For My Isaac on His Baptism Day

IsaacMarch 16, 2014

Dear beautiful baby boy,

Isaac, my blue-eyed, happy little tender snip of a little man: I love you with all my heart. I never imagined you in my life, and now I can’t imagine our life without you. You have built a bridge of grace from the beautiful blue-eyed man I have chosen to spend my life with—a bridge to me and to the two precious girls who have been my heart long before you were all conceived—Cecilia and Eloisa.

Isaac, you’re just a little baby. You can’t even talk. And yet you have helped us all to understand ourselves anew, and in relation to one another. I know that a love beyond all knowing is at work in us when I look at smiling, soft little you–when I look at the five of us, together–because you have completed our recently reconfigured family in a way I never could have imagined years ago when I was dreaming up what my family might look like.

You and your father came soon after the deepest sadness our family has experienced: a divorce and a new way of living. You came after a death of an old way of life. And you and your father are my proof that there is life on the other side of heartbreak, that Love conquers even death. You have helped us become whole and healed. I pray that this feels like a gift to you more than it feels like an obligation or a burden.

Ultimately, I think we were all born to be a bridge and a healing in the world. That we were all called to live on the borders like you do. That’s God work. You will know what it is to be a border person in a different way than others do by virtue of your birth, and this, too, is a gift. And I’m sure it will sometimes feel hard, and burdensome. Your family isn’t easy all the time, but it is real.

Most important of all, I hope that you know that I love you the way God loves you: for all of who you are, and despite imperfection. Since I am not God, I will sometimes fail at loving you well. I hope that you know that your family will try hard to keep you safe in our imperfect love nonetheless. I hope that we also challenge you to take risks that help you grow.

Isaac, today you are being welcomed into a community of faith with your baptism, into the Church Universal. This isn’t always going to be easy, either. It will sometimes feel hard, because being a preacher’s kid isn’t easy all the time. And it will sometimes feel hard because the Church, just like the world, is full of people and people are not always easy all the time. But I believe this faith, this way of life, is worthy of your attention and intention, or I wouldn’t pass it on to you. I hope that you know that we are baptizing you today so that we might express our intentions to raise you well and in Love, with a lot of help from faithful people and from God who is Love.

I pray that this feels more like a gift to you than an obligation or a burden, though I’m sure it will sometimes feel like both.
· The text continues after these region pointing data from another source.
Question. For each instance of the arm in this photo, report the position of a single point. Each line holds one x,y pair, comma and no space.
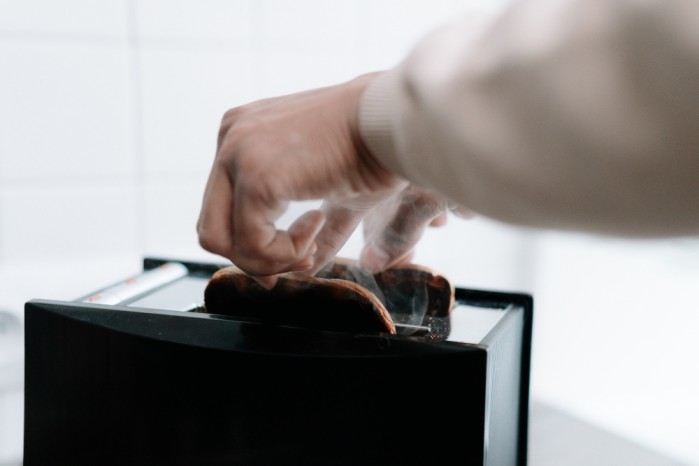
575,114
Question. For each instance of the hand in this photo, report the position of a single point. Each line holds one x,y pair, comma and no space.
297,147
393,229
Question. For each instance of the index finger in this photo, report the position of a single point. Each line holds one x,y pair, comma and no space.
261,248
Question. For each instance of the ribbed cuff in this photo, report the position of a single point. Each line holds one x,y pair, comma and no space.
378,117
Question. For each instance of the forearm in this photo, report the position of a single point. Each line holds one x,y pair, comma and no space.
567,114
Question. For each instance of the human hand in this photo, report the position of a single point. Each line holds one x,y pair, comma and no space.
297,147
393,229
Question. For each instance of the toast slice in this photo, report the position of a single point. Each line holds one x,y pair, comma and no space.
342,297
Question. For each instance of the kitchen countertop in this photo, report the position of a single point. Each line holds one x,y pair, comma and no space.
558,439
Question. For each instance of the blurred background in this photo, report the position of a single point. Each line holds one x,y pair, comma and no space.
109,113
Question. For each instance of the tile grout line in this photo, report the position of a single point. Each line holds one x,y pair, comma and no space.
135,74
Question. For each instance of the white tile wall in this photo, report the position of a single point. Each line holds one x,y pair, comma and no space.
66,111
185,92
108,118
44,19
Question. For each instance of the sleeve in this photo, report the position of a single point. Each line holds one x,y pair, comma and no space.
566,114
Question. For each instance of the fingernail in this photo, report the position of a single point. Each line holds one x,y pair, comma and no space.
373,259
267,282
The Church isn’t easy all the time but it is real. And I hope that the Church will love you in the way God loves you: for all of who you are and despite imperfection. Because the Church is not God, they will fail sometimes at loving you well. But I hope the Church feels like a safe place to nurture your spirit, and that it doesn’t feel so safe that it won’t challenge you to take risks that help you grow.

And I hope for you the following things:
I hope that you might know yourself beloved. It’s important to me that you know you don’t need this baptism to prove that you are God’s own beloved, because everyone’s in just by virtue of their birth, baby. I hope that you always remember that, too. Everyone’s in.

I hope that you will live your life as a gift—the gift that you already are–to this broken and beautiful world.

I hope that your inevitable heartbreak and despair will never overcome your sense of joy in living for long. The world is brutal and beautiful, and I hope its beauty continues to dazzle you as it does now.

I hope that you will understand yourself not as a consumer of goods, but as a part of the kingdom of God, no less and no more important than any other human being. There will be so many opportunities to numb yourself to feeling. I pray that you don’t get addicted to any of them, because you’ll miss out on so many opportunities to feel. Feeling is hard but it’s good. I promise.

I hope you know that in my eyes, you are perfect just as you are, and in who you are becoming. That I don’t care about your achievement in school, in sports, on standardized tests, in your ability to get into a good college or get a good high paying job. I just want you to be brave and kind. That’s the only kind of achievement that matters in the end.

I am getting baptized with you today, Isaac. And that is because your birth symbolized my rebirth, by the grace of Love.